Also, parenting children with special needs can cause massive strain on a marriage.  It was one of my very first worries when I was suspecting my son has autism.  I remember talking to a relative who is a life coach, telling her about this underlying fear.  My husband kept dismissing the idea and kind of belittling my thoughts.  Part of this had to do with him not accepting a flaw in his own child, but a big part had to do with thinking I'm neurotic.   And I'll never forget when she told me "Talia, you are doing everything correct.  You are focused and going through every step the right way.  You just have to make sure that you stay on the same page as your husband always.  No one else matters except you two."  And so I went home that evening, told him what she said, and since that conversation, we both communicate very effectively with one another about our fears and our pride over our son.  One of the very first things he said to me is "You know what, even if he has autism, I don't care!  It's just a word that was created by an industry of therapists and teachers and doctors.  It means nothing about my child."  And just that statement gave me so much support because I realized that he was not shattered by the idea of a special needs child.  I knew that he was ok.  And when he is ok...I am ok.  When he's in a bad mood...I'm in a bad mood.  That is what marriage is! 

And the partner I chose has come through in every way possible through our journey!  We compliment each other beautifully.  By nature he is passive and I'm neurotic.  But as parents, we are completely different.  He steps up to the plate with discipline (which is very important for special needs children) and I raise my game with patience and acceptance.  We both unconditionally love our autistic son.  Watching him as a parent makes me love him tenfolds more.  Sure, there are times where I wouldn't mind choking him to death.  But 99 percent of the time, I have pure admiration for him. The way he plays with my child and gets the best out of him.  His strength.  His dedication.  His hope.  His determination.  His efforts.  His understanding.  His involvement.  I am proud to be married to such a man and to have a great teammate on board!  And I should only hope he feels the same way as me!

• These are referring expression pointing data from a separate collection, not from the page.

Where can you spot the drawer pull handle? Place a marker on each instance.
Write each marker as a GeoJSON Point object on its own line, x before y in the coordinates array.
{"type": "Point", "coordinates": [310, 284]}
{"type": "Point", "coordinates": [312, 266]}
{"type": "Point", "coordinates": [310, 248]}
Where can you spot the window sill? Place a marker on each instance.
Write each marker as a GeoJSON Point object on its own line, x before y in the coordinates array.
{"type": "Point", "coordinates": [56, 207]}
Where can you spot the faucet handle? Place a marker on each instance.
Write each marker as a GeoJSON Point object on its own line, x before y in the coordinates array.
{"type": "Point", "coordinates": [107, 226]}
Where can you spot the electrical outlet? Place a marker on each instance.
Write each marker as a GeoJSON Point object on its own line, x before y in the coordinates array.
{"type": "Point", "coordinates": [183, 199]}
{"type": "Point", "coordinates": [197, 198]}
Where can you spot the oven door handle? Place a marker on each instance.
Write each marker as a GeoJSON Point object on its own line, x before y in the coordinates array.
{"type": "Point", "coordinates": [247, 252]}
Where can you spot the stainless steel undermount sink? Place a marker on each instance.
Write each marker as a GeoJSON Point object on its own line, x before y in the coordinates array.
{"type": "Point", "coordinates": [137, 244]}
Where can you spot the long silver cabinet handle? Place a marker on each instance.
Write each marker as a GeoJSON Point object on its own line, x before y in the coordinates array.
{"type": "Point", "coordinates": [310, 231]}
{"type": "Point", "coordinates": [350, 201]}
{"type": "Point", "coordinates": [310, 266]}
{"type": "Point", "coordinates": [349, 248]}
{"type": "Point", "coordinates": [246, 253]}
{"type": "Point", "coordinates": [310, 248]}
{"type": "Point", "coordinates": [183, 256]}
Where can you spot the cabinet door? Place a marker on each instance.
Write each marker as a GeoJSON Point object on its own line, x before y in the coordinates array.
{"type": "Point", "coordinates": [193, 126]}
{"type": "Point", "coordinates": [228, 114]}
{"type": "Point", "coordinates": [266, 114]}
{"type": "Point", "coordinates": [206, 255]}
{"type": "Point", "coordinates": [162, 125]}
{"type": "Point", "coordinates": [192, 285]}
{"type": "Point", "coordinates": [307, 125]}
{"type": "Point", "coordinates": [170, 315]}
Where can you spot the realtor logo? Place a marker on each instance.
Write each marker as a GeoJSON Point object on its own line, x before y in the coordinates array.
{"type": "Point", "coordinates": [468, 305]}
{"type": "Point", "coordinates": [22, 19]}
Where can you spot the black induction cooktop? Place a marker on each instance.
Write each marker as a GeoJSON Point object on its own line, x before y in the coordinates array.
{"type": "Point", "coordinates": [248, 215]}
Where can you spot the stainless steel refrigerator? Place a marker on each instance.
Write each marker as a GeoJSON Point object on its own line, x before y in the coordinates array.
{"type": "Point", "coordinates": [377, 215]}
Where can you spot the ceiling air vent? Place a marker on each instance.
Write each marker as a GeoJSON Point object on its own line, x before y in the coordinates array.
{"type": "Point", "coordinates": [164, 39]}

On the flip side, there are several men who are in complete denial in the beginning.  It takes them a long time to come around...and I can't blame them.  Usually, they are the parent that spends less time with the child so they can't see what a mother sees (in some cases, the reverse is true).  And this can cause major conflict.  Or just not agreeing on what is best for a child can cause a big wedge in a marriage.  To all those single parents out their raising special needs children on their own...really, bravo to you!  You are the biggest heroes on the planet!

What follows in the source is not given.